Cour d’appel de Bastia, le 4 mars 2026, n°25/00064

La Cour d’appel de Bastia, dans un arrêt du 4 mars 2026, statue sur les suites indemnitaires de la résolution d’une vente en l’état futur d’achèvement et de la caducité du prêt l’ayant financée. Des acquéreurs avaient assigné le promoteur et leur établissement de crédit en résolution des contrats pour défaut de livraison dans les délais. Le tribunal judiciaire avait prononcé la résolution de la vente et la caducité du prêt, ordonné des restitutions et alloué des dommages-intérêts. Les acquéreurs font appel pour obtenir une condamnation du promoteur au remboursement direct de la banque et une réévaluation de leur indemnisation. La cour rejette leurs demandes principales mais réévalue à la hausse leur préjudice. La décision précise les effets de la caducité d’un contrat accessoire et les conditions de la réparation du préjudice économique.

La solution retenue confirme le principe de l’effet relatif des contrats en matière de restitutions consécutives à une caducité. Elle opère également une appréciation souveraine de la perte de chance en réévaluant son taux de réalisation.

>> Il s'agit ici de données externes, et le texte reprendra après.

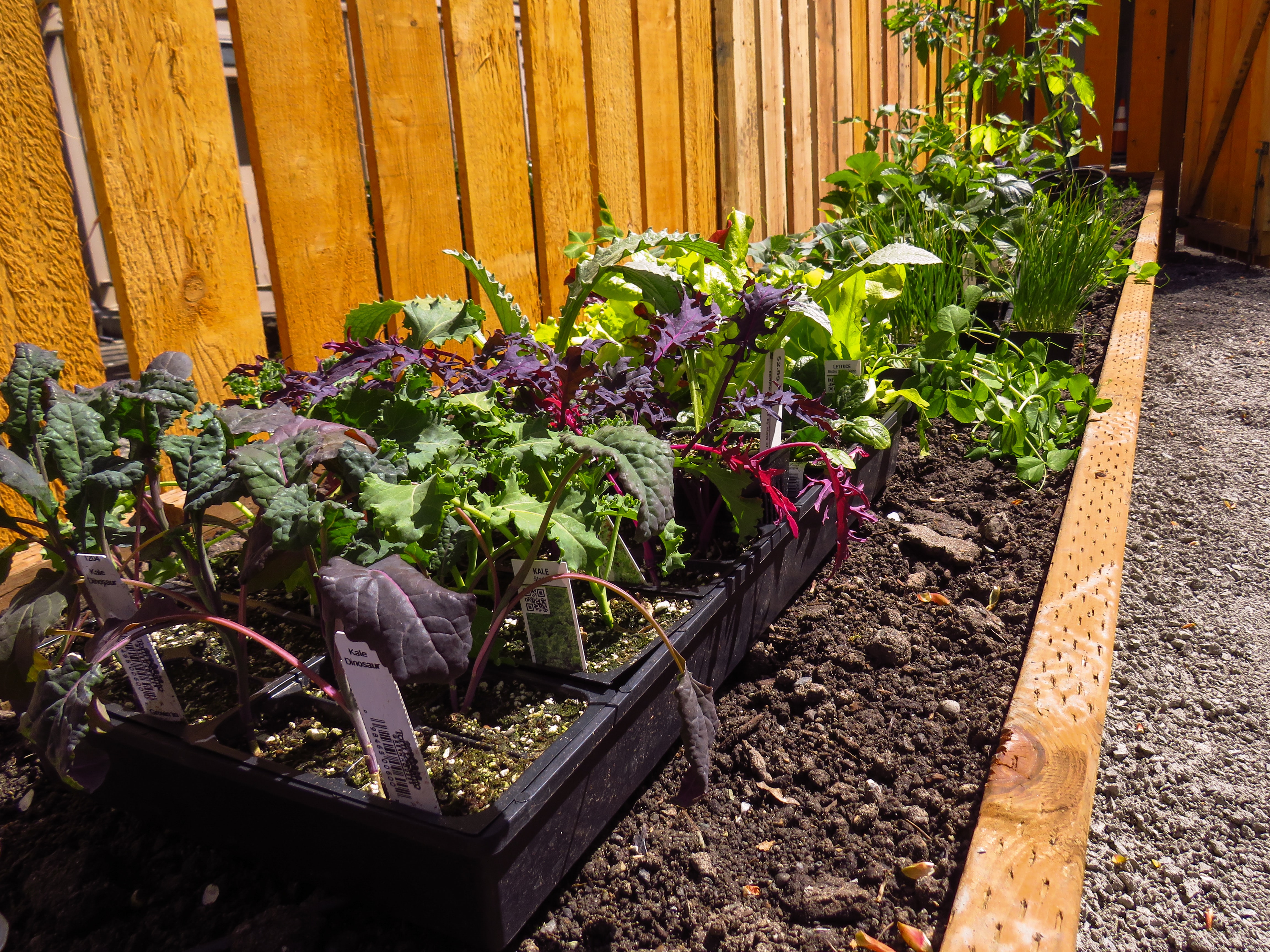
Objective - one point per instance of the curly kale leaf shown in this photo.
(421, 631)
(439, 320)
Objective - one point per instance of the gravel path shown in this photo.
(1180, 824)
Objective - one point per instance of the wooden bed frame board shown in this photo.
(1023, 881)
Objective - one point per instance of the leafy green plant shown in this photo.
(1019, 407)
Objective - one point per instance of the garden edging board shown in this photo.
(1023, 880)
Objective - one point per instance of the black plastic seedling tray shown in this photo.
(477, 879)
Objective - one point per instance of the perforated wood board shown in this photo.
(1022, 885)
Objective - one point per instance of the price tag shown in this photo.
(139, 658)
(774, 379)
(403, 774)
(554, 635)
(832, 369)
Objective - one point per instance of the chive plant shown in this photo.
(1066, 248)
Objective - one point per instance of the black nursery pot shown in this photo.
(477, 879)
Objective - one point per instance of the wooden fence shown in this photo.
(1227, 122)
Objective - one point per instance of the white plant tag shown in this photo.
(139, 658)
(792, 480)
(403, 772)
(554, 636)
(832, 369)
(774, 379)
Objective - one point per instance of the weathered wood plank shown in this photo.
(1023, 880)
(150, 88)
(410, 153)
(559, 137)
(799, 143)
(302, 128)
(493, 159)
(696, 72)
(736, 58)
(1100, 66)
(609, 46)
(1233, 89)
(44, 290)
(771, 103)
(661, 122)
(1196, 97)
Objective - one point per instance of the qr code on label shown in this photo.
(536, 602)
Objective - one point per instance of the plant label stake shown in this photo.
(403, 774)
(832, 369)
(774, 379)
(139, 658)
(557, 642)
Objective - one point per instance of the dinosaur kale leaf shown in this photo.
(699, 724)
(23, 390)
(58, 720)
(644, 468)
(421, 631)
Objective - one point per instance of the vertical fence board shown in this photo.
(44, 290)
(1196, 97)
(658, 69)
(1150, 32)
(851, 73)
(609, 47)
(410, 153)
(166, 174)
(826, 72)
(302, 128)
(559, 135)
(874, 44)
(696, 93)
(740, 168)
(1100, 66)
(799, 149)
(771, 102)
(493, 162)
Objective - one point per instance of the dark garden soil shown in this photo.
(855, 742)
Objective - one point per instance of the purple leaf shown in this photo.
(699, 723)
(421, 631)
(681, 331)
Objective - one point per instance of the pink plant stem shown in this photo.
(333, 694)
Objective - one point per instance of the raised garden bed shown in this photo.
(494, 867)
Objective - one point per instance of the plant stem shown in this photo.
(501, 616)
(133, 631)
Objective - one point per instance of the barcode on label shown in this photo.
(536, 602)
(400, 767)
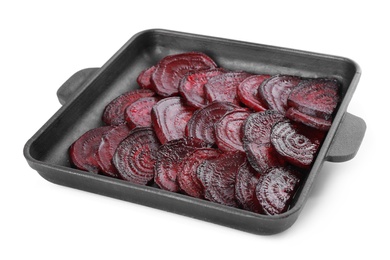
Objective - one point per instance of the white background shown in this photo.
(43, 43)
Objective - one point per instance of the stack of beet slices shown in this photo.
(231, 137)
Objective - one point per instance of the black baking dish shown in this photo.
(88, 91)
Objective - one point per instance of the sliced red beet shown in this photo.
(114, 112)
(135, 156)
(228, 131)
(169, 158)
(191, 87)
(107, 147)
(170, 117)
(201, 124)
(247, 92)
(187, 177)
(257, 140)
(316, 97)
(274, 91)
(224, 87)
(171, 69)
(276, 189)
(144, 78)
(83, 151)
(138, 114)
(245, 188)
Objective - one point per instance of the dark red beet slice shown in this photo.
(257, 140)
(83, 151)
(312, 121)
(107, 147)
(228, 131)
(276, 189)
(245, 188)
(224, 87)
(114, 113)
(170, 117)
(247, 92)
(316, 97)
(274, 91)
(187, 178)
(171, 69)
(135, 156)
(144, 78)
(201, 124)
(138, 114)
(295, 143)
(191, 87)
(169, 158)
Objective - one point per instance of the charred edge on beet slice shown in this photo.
(276, 189)
(135, 156)
(275, 91)
(171, 69)
(247, 92)
(316, 97)
(83, 151)
(114, 112)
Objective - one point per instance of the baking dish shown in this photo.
(88, 91)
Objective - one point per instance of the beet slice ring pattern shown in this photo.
(114, 112)
(135, 156)
(247, 92)
(171, 69)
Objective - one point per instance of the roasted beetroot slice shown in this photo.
(144, 78)
(187, 177)
(83, 151)
(171, 69)
(107, 147)
(201, 124)
(114, 113)
(224, 87)
(257, 140)
(247, 92)
(169, 158)
(276, 189)
(245, 188)
(228, 131)
(138, 114)
(274, 91)
(135, 156)
(191, 87)
(316, 97)
(295, 143)
(312, 121)
(170, 117)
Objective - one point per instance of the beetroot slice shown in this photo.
(187, 178)
(138, 114)
(316, 97)
(171, 69)
(169, 118)
(191, 87)
(83, 151)
(224, 87)
(144, 78)
(107, 147)
(247, 92)
(228, 131)
(257, 140)
(114, 112)
(245, 188)
(201, 124)
(274, 91)
(169, 158)
(276, 189)
(135, 156)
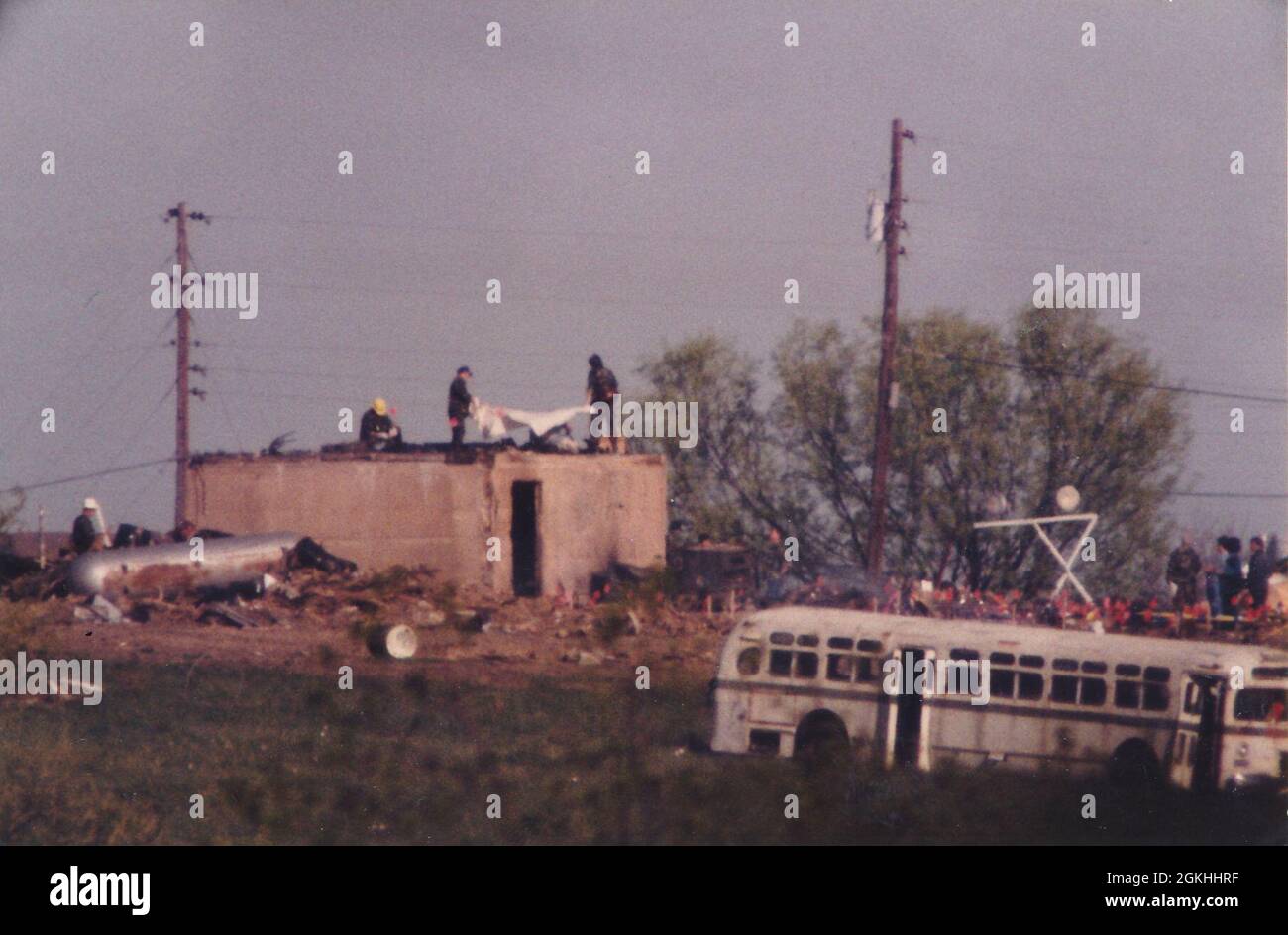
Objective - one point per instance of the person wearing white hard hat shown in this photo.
(88, 533)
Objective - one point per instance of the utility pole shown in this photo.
(885, 372)
(181, 391)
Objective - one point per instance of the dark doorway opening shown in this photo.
(907, 724)
(1207, 755)
(524, 504)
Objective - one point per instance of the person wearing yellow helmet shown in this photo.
(377, 430)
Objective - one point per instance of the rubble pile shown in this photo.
(402, 613)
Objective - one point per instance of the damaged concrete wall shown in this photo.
(417, 509)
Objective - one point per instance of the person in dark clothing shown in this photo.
(459, 404)
(600, 388)
(85, 533)
(377, 429)
(1231, 574)
(1183, 570)
(183, 532)
(1258, 571)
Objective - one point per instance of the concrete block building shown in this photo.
(558, 518)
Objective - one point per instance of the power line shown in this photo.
(24, 488)
(1129, 384)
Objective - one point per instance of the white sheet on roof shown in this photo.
(498, 420)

**I. La confirmation du principe de l’effet relatif des conventions dans le règlement des restitutions**

La cour écarte la demande des acquéreurs visant à faire condamner le promoteur à rembourser directement la banque. Elle rappelle le principe selon lequel « le contrat ne crée d’obligations qu’entre les parties ». La caducité du prêt, accessoire à la vente résolue, génère une obligation de restitution entre seuls contractants. La banque et le promoteur n’étant pas liés, ce dernier ne peut être contraint à une restitution à un tiers. La cour affirme qu' »en dépit de l’affectation du prêt à la réalisation d’une vente immobilière, la banque et le promoteur n’étaient pas liés contractuellement ». Cette application stricte de l’article 1187 du code civil consacre l’autonomie des relations contractuelles malgré leur lien économique.

Les demandes subsidiaires des acquéreurs subordonnant leur remboursement à la banque à leur propre remboursement par le promoteur sont également rejetées. La cour constate l’absence de fondement légal à une telle condition. Elle relève que les appelants « se contentent de formuler ces demandes subsidiaires en invoquant l’insolvabilité du promoteur […] sans se prévaloir de la moindre disposition légale ». Le juge refuse ainsi d’instaurer une garantie de fait ou une condition de paiement non prévue par la loi. Cette rigueur protège la banque créancière mais expose les acquéreurs à un déséquilibre patrimonial immédiat.

**II. L’appréciation souveraine de la perte de chance et la réparation du préjudice économique**

La cour procède à une réévaluation du préjudice indemnisable, confirmant son pouvoir souverain d’appréciation. Elle retient le principe d’une indemnisation pour perte de chance de percevoir des loyers, préjudice direct de l’inexécution. Les premiers juges avaient évalué cette chance à 40%. La Cour d’appel de Bastia estime que « les caractéristiques et la situation des immeubles destinés à la location justifient cependant que cette perte de chance soit évaluée à 60 % ». Cette majoration démontre une appréciation concrète des circonstances locales, notamment le caractère touristique de la région.

La méthode de calcul est précisée et corrigée sur un point temporel. La cour valide la période d’indemnisation comprise entre la date prévisible de livraison et la date de résolution. Elle en déduit que les premiers juges auraient dû inclure la saison estivale 2024, « la résolution étant intervenue à la date du jugement rendu le 4 novembre 2024 ». Cette rectification assure une réparation intégrale du préjudice jusqu’à son point de fixation juridique. L’indemnisation couvre ainsi la totalité de la période durant laquelle la chance de louer a été perdue.

Source : Cour de cassation – Base Open Data « Judilibre » & « Légifrance ».